ACADEMIY DU GALO

Académie du Gallo




La Pepineray: Sac


SAC


Le latin saccus avait déjà pour acception sac, besace ou vêtement de crin grossier sans doute parce que cette matière servait à confectionner les sacs.
   On le voit, son sens n’a guère varié au cours des siècles, pas plus en gallo qu’en français. Par rapport à son sens français, il est cependant concurrencé par pouche en gallo.

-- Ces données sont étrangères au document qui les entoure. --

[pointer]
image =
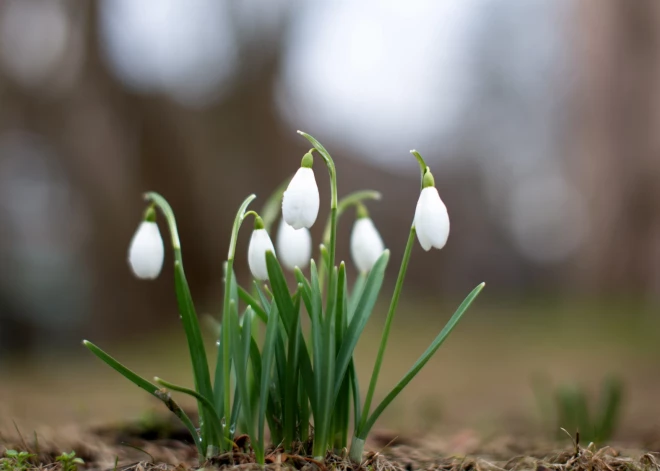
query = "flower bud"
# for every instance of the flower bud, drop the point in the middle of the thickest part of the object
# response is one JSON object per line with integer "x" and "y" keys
{"x": 431, "y": 218}
{"x": 366, "y": 243}
{"x": 260, "y": 243}
{"x": 300, "y": 203}
{"x": 146, "y": 252}
{"x": 293, "y": 246}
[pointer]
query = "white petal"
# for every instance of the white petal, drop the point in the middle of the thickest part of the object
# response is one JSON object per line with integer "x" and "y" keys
{"x": 260, "y": 243}
{"x": 366, "y": 244}
{"x": 146, "y": 251}
{"x": 294, "y": 247}
{"x": 431, "y": 220}
{"x": 300, "y": 204}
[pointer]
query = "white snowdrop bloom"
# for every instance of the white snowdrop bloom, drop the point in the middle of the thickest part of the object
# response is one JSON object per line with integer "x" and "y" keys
{"x": 431, "y": 218}
{"x": 146, "y": 252}
{"x": 366, "y": 244}
{"x": 300, "y": 204}
{"x": 260, "y": 243}
{"x": 294, "y": 247}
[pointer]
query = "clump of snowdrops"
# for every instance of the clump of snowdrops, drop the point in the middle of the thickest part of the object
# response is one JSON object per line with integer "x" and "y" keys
{"x": 268, "y": 370}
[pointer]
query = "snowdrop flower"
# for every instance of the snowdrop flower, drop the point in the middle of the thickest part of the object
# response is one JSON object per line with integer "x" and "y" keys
{"x": 431, "y": 218}
{"x": 146, "y": 252}
{"x": 293, "y": 246}
{"x": 366, "y": 244}
{"x": 300, "y": 204}
{"x": 260, "y": 243}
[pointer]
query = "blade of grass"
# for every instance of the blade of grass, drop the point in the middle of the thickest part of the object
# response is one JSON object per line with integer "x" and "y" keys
{"x": 210, "y": 409}
{"x": 419, "y": 364}
{"x": 266, "y": 368}
{"x": 248, "y": 299}
{"x": 362, "y": 313}
{"x": 151, "y": 388}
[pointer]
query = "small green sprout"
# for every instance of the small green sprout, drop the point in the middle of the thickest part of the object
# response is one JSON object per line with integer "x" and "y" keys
{"x": 69, "y": 461}
{"x": 568, "y": 407}
{"x": 16, "y": 460}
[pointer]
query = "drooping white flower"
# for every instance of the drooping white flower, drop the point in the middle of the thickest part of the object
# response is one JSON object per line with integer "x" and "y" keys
{"x": 294, "y": 247}
{"x": 146, "y": 252}
{"x": 300, "y": 203}
{"x": 260, "y": 243}
{"x": 431, "y": 218}
{"x": 366, "y": 244}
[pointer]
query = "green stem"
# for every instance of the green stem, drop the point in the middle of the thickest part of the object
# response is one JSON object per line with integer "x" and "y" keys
{"x": 202, "y": 379}
{"x": 333, "y": 195}
{"x": 226, "y": 319}
{"x": 386, "y": 330}
{"x": 205, "y": 402}
{"x": 345, "y": 203}
{"x": 357, "y": 448}
{"x": 226, "y": 348}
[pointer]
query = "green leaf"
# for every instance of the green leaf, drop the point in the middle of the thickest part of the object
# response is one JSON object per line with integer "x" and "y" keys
{"x": 356, "y": 294}
{"x": 248, "y": 299}
{"x": 190, "y": 323}
{"x": 419, "y": 364}
{"x": 266, "y": 368}
{"x": 241, "y": 358}
{"x": 361, "y": 316}
{"x": 610, "y": 407}
{"x": 151, "y": 388}
{"x": 209, "y": 408}
{"x": 273, "y": 205}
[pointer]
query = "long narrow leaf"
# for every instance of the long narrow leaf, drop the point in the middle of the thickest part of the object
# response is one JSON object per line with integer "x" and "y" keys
{"x": 241, "y": 355}
{"x": 248, "y": 299}
{"x": 426, "y": 356}
{"x": 360, "y": 317}
{"x": 148, "y": 386}
{"x": 210, "y": 409}
{"x": 266, "y": 368}
{"x": 193, "y": 332}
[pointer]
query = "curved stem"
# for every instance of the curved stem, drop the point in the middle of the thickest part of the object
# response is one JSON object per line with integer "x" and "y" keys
{"x": 420, "y": 160}
{"x": 386, "y": 330}
{"x": 164, "y": 206}
{"x": 189, "y": 320}
{"x": 226, "y": 318}
{"x": 273, "y": 205}
{"x": 346, "y": 202}
{"x": 333, "y": 196}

Sac est sans doute d’un sens plus large de par la matière qui le compose.
   En effet, pouche se retreint plutôt au sac de jute alors que sac est moins restrictif sur ce plan.
   Pour preuve, on parle du sac de la vache pour désigner son pis, surtout lorsqu’il est plein. On parle aussi de sac a diabe en présence d’un fatras.

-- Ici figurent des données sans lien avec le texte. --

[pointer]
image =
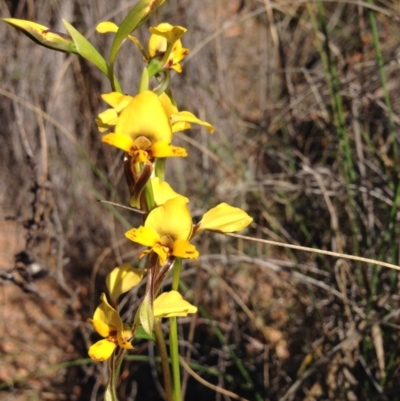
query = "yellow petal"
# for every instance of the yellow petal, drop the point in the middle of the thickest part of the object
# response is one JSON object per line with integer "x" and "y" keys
{"x": 163, "y": 149}
{"x": 157, "y": 45}
{"x": 161, "y": 252}
{"x": 162, "y": 191}
{"x": 101, "y": 350}
{"x": 184, "y": 249}
{"x": 101, "y": 327}
{"x": 224, "y": 218}
{"x": 167, "y": 31}
{"x": 171, "y": 219}
{"x": 167, "y": 103}
{"x": 186, "y": 116}
{"x": 181, "y": 126}
{"x": 122, "y": 279}
{"x": 108, "y": 315}
{"x": 143, "y": 235}
{"x": 145, "y": 116}
{"x": 106, "y": 26}
{"x": 124, "y": 339}
{"x": 107, "y": 119}
{"x": 117, "y": 100}
{"x": 170, "y": 304}
{"x": 120, "y": 141}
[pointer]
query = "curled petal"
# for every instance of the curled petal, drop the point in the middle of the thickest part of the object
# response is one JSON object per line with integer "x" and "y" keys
{"x": 124, "y": 337}
{"x": 122, "y": 279}
{"x": 172, "y": 219}
{"x": 117, "y": 100}
{"x": 167, "y": 31}
{"x": 143, "y": 235}
{"x": 107, "y": 119}
{"x": 170, "y": 304}
{"x": 101, "y": 350}
{"x": 108, "y": 315}
{"x": 145, "y": 116}
{"x": 187, "y": 117}
{"x": 106, "y": 26}
{"x": 162, "y": 253}
{"x": 101, "y": 327}
{"x": 184, "y": 249}
{"x": 224, "y": 218}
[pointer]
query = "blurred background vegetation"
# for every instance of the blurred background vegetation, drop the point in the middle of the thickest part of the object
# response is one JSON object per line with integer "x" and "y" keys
{"x": 305, "y": 100}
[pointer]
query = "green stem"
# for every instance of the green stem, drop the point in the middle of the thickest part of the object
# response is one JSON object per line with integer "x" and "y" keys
{"x": 173, "y": 337}
{"x": 164, "y": 359}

Les expressions figurées reprennent aussi le thème du sac. Doner son sac à quelqu’un, c’est le congédier, le mettre à la porte.
   D’autre part, on doit rendr le sac e la corde lorsqu’on est contraint de payer jusqu’au dernier centime.

Voilà pour le contenant.

On a pour contenu plutôt saqey que sachey, ce qui induit que la graphie normalisée du gallo serait saq plutôt que sac.
    Mais nous avons cependant quelques dérivés en ch-. Une femme qui met en sac est une ensachoere.
    Le grain qui approche de la maturité se met à dessacher (épier, sortir de l’épi ; c’est vrai surtout pour l’avoine).


Comme contenant, nous avons aussi le bissac (la besace). Quand il ne reste rien d’autre à faire, on prend le bissac pour aller mendier.
    Son contenu est une bissachey. Cependant, tous ces dérivés paraissent plutôt être apportés par le français.

Revenons d’ailleurs à ce bissac pour apprendre que lorsqu’en français, on change le fusil d’épaule, en gallo, c’est le bissac qu’on chanje d’épaone.


Ceci dit, les autres dérivés s’établissent plutôt à partir de l’occlusive /k/. Nous avons vu saqey dont le sens peut aussi s’étendre à cuite, biture.
    On connaît aussi saqier (ou saqetier) dont la fonction consistait à porter les sacs de minerai ou de charbons dans les forges ou hauts-fourneaux. Les dits sacs avaient été auparavant fabriqués dans une saqeriy.


Les engrais, notamment phosphatés, nous sont venus initialement dans des saqhins qui étaient des sacs de jutes dont la grande utilité s’est avérée dans le monde agricole.
    Même après avoir été vidé de leur contenu, la saqhiney, ils étaient repris pour se protéger de la pluie en faisant se rejoindre par l’intérieur les deux pointes du fond du saqhin.
    Le contenu du sac, saqhiney disions-nous, peut aussi voir s’affaiblir la voyelle centrale en élargissant son sens (la mere avaet perdu ûne saqheney de louiz d’or).


Même s’il est pratiquement inusité, le diminutif sacot est bien attesté. Mais on le connaît plus par son contenu, la sacotey qui se définit comme étant le contenu d’un petit sac.


Sac a aussi un féminin peu connu saqe, qui désigne un navire de pêche tirant derrière lui un filet. N’a t-on pas là la définition du chalutier ? Cependant, ce dernier terme, originaire de l’Ouest également, a largement supplanté celui-ci.


En raison de son emploi entravé par son quasi-synonyme pouche, on ne connaît guère plus de dérivés à sac.
    Néanmoins, son développement se prolonge à travers le verbe saqer qui lui est subséquent et que nous reprenons par ailleurs.